Die größte Herausforderung ist dabei nicht der Freundeskreis, sondern meine Familie, allen voran meine Mutter – denn der möchte ich jedes Jahr beweisen, dass ich mich gebessert habe, muss aber jedes Jahr mit einer Enttäuschung leben. Dieses Jahr habe ich es mir leicht gemacht: Möglichst viele quaderförmige Geschenke. Denn Quader lassen sich vergleichsweise leicht verpacken – was kein Quader ist, muss in Bonbon-Form eingewickelt werden. Es gab Zeiten, in denen ich einen starken Bonbon-Überschuss hatte; heuer konnte ich die Bonbon-Quote deutlich reduzieren.

Sodann ging ich an’s Werk: Zurückziehen in mein Zimmer, Tür verriegeln, Weihnachtsmusik auflegen. Und dann tief durchatmen.

Das Problem ist die Ökonomie: Man(n) möchte von dem Papier nichts verschwenden. Und wenn wir dann aber zu viel verwendet haben, stehen wir vor der Aufgabe, wieder etwas weg schneiden zu müssen. Unser Geschenkpapier zeigt viele kleine Nikoläuse; und als ich Santa mit der Schere den Kopf vom Rumpf abtrenne, im Hintergrund John Lennon „War is over…“ nölt, läuft es mir kalt den Rücken runter. Ich fühle mich unchristlich, weiß aber auch, dass ich zur Erreichung meiner Ziele Opfer bringen muss.

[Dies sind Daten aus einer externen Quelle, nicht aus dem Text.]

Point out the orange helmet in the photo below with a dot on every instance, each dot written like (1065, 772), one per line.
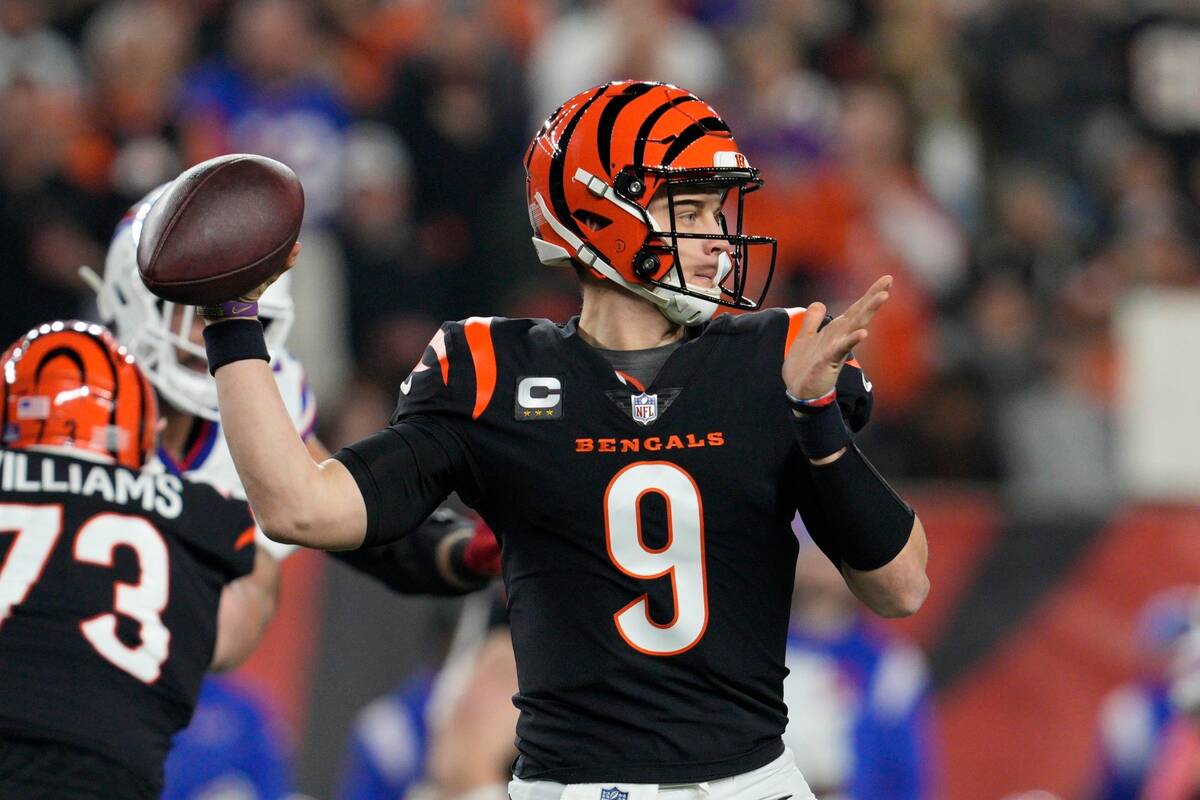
(593, 169)
(71, 384)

Und dann  diese Sache mit den Händen. Wer ein quaderförmiges Geschenk einpackt, muss das Papier ordentlich zusammen halten, die Spannung halten; und während mir in diesem Moment schon der Angstschweiß des Versagens den Rücken runter läuft, stelle ich fest, dass ich noch nicht den Tesafilmstreifen von der Rolle gelöst habe. Also die weit entfernte Rolle mit dem Fuß her angeln, während die Hände die Spannung halten. Dann die Hände gegen das Kinn tauschen, das fortan die Spannung hält, während meine Hände den Tesafilm (der sich dabei freilich verklebt) von der Rolle zu lösen versuchen.

Dabei hab ich sicher wahnsinnig bescheuert ausgesehen.

Liebes Chtristkind: Zu Weihnachten wünsche ich mir einen dritten Arm.

Und dann diese gottverdammten Schleifen. Die sind meine Nemesis. Einfach drum wickeln, zuknoten, zwirbeln, mag sich frau denken. Ich hingegen scheitere immer am Knoten, bei dem ich ebenfalls verzweifelt die Spannung zu halten suche, wieder auf mein Kinn zurück greifen muss. Liebes Christkind, a propos: Vielleicht doch lieber gleich zwei neue Arme. Der Symmetrie wegen.

Als ich bereits total verzweifelt bin, in einem Hafen zerfledderten Geschenkpapiers und verklebter Tesastreifen sitze, tritt er endlich ein: Der Messias. In Form meiner Schwester. Sie lacht; über das Chaos und auch über meinen verzweifelten Blick. Kniet sich nieder, und hilft mir, zumindest die Geschenke der Eltern noch geschickt zu verpacken.

Liebe Frauen dieser Welt, bitte seht es ein: Wir modernen Bobo-Männer haben uns in vielerlei Hinsicht an Euch angepasst. Wir haben kochen und putzen gelernt, kaufen modische Kleidung, gehen regelmäßig zum Frisör. Die meisten von uns waschen sich sogar täglich. Wir haben uns von Euch emanzipiert, weil Ihr es von uns erwartet habt, und weil wir Euch lieben. Aber in Momenten wie diesen wissen wir, dass wir kapitulieren müssen: Am Ende bleiben wir doch die ungehobelten Affen, die von Euch abhängig sind. Danke, dass es Euch gibt.

So, und ich geh mir nun erst mal den Schweiß abduschen, bevor ich in Richtung Christmesse aufbreche.